The Modern Data Graph

Now that we're stacked, it's time to get... graphed?

Dec 21, 2022

This is Part 4 in a series titled: Knowledge isn’t Power.

Some people hate the modern labeling of the Modern Data Stack. They claim what’s labeled as modern is actually rehashed, what’s branded as innovative is actually irresponsible, what’s touted as fresh is actually a plot by the deep state to harvest our brains and hijack our laptops to mine crypto.

Keep the modern, I say. Fight the inexorable march of time. Believe that, this time, we’ve converged on a solution that will endure more than two years.

My beef is with the stack.

Like crushing eight weeks of P90X and pounding creatine shakes for breakfast, our stack obsession has transformed a bunch of shy nerds into preening meatheads. Geeks, once content with storytelling and role playing, now size each other up in the locker room. Bro, did you see Kevin’s warehouse? It’s stacked, bro, think he’s using Fivetran? With those OOTB dbt packages? Dude is a killer, bro.

The real jocks chuckle and shove them in lockers.

The vendor messaging is sleazy, unhealthy. No, I don’t want to double my stack size overnight, and my stakeholder love life is just fine, thank you. Yes, I’d like my stack to be reliable, but do I really need to keep it up all night long, every single night? How can that possibly be good for me?

When the business asks about the stack — or rather, doesn’t — our pecs stop bouncing. What was this all for again? The technical architecture of the data platform is largely a sideshow to the business. It’s too niche, it’s too monolithic. You can only fight about stacks between companies.

So, the stack, as a useful symbol for the way data supports the business, has lost its mojo. It is still useful as an almanac of Things You Might Want To Do, but the territory has been mapped, the monsters debunked or murdered. It was once virile: we have plenty of early-stage companies to show for it. Now, it’s limp.

So, what’s next?

I make only one assumption here: that there is a thing tended by data professionals which is bigger than individual data products. That this thing is important but hard to detect. A good metaphor ought to make this thing more concrete, less subtle.
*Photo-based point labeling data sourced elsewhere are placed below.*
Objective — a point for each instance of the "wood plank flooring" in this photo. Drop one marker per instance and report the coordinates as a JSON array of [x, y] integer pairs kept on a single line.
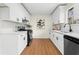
[[41, 47]]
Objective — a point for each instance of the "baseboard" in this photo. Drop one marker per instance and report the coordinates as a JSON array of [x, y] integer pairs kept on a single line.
[[55, 46], [40, 38]]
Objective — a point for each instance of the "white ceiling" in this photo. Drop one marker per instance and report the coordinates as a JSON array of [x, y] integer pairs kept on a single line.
[[40, 8]]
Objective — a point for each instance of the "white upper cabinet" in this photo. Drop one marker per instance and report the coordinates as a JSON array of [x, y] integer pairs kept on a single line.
[[59, 15], [4, 11], [76, 11], [13, 12]]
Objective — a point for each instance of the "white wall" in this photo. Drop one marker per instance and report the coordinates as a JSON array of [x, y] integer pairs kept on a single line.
[[7, 26], [41, 33]]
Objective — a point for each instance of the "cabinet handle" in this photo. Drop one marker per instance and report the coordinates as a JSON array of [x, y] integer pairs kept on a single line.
[[24, 38], [57, 38]]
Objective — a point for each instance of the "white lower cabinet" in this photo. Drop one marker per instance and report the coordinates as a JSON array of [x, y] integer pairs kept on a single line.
[[12, 44], [58, 40]]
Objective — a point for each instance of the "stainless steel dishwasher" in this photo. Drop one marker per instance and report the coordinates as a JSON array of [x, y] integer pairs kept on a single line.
[[71, 45]]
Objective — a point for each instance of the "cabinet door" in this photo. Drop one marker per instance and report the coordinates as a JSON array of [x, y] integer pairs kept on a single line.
[[61, 43], [76, 11]]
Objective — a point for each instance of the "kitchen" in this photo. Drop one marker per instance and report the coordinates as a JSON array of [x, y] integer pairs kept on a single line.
[[22, 23]]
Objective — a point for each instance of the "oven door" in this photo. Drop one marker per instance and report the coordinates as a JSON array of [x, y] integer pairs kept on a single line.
[[71, 46]]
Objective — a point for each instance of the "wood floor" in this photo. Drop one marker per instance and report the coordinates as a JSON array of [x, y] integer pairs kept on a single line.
[[41, 47]]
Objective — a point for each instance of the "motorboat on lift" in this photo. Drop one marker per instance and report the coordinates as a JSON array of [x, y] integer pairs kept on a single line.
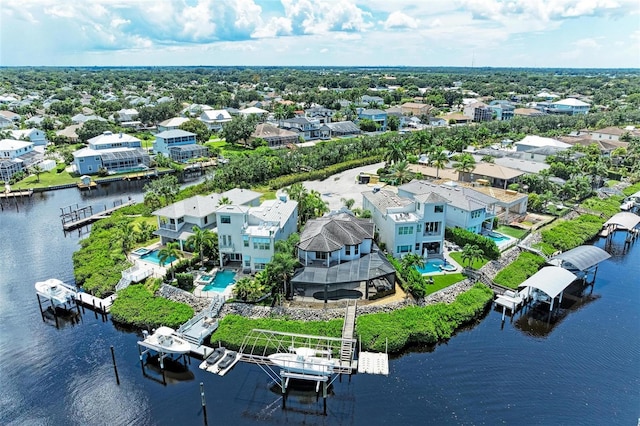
[[56, 291], [165, 340], [303, 361]]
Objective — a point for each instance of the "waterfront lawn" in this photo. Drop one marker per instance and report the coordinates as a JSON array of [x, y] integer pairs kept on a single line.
[[517, 272], [137, 306], [50, 178], [442, 281], [572, 233], [511, 231], [232, 330], [394, 331], [476, 264]]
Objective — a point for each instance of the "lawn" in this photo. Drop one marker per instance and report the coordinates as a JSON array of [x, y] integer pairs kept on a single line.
[[511, 231], [443, 281], [477, 263]]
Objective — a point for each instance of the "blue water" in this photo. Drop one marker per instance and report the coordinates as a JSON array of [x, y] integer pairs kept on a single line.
[[430, 266], [153, 258], [222, 280], [583, 370]]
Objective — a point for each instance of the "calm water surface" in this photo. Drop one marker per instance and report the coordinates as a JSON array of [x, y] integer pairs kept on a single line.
[[583, 370]]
The familiar analogies — water management, fossil fuels, warehouse distribution — are hopelessly cliche. They are from a different era, when there was time for planning, when there was less abundance, less saturation.

Political and environmental metaphors (authority, democratization, exhaust) extend to society, but they are disconnected from the technical decisions that constrain what’s possible. The stack gets that right, at least: data work is technically rigorous.

Data mesh, on the other hand, breaks into new symbolic territory. Meshes are organic, uneven, and flexible — just like the business. As a graph, the mesh is mathematically interesting and aligned with the fundamental problem of data management. And with its principles of data products and interfaces, it unites both the technical assets and human agents.

In the mesh, data serves a purpose. It is an organized way of communicating between domains. Its substrate is interesting — a web of humans and systems with deliberate interfaces — and its purpose is broadly relevant. Actively managing this web is critical to the business.

But there’s a problem: data mesh is not a general-purpose metaphor, but a principled architectural pattern and ongoing culture war.

What I’d really like to do is take data mesh, peel its skin, drench it in butter, boil it for 1000 words or so, and then mash it. Then drench it in butter again. Maybe then, you and I could view its essence in a way that provides a useful illustration to data organizations small and large, new and old, homogenous and polyglot?

There is no better departure point than the modern data stack itself. And there is no better stack diagram, in my opinion, than the “unified data infrastructure” diagram from A16Z. It is thoughtful and versatile. It covers machine learning, business intelligence, and even operations flows. And it is covered in words, so many big words. Too many words.

Stack-thinking loves taxonomies: classification by domain, kingdom, phylum, class, order, family, genus, species. Stacks are modular: you have components that can be swapped out because they serve the same function. How you mix and match is the interesting part of the illustration.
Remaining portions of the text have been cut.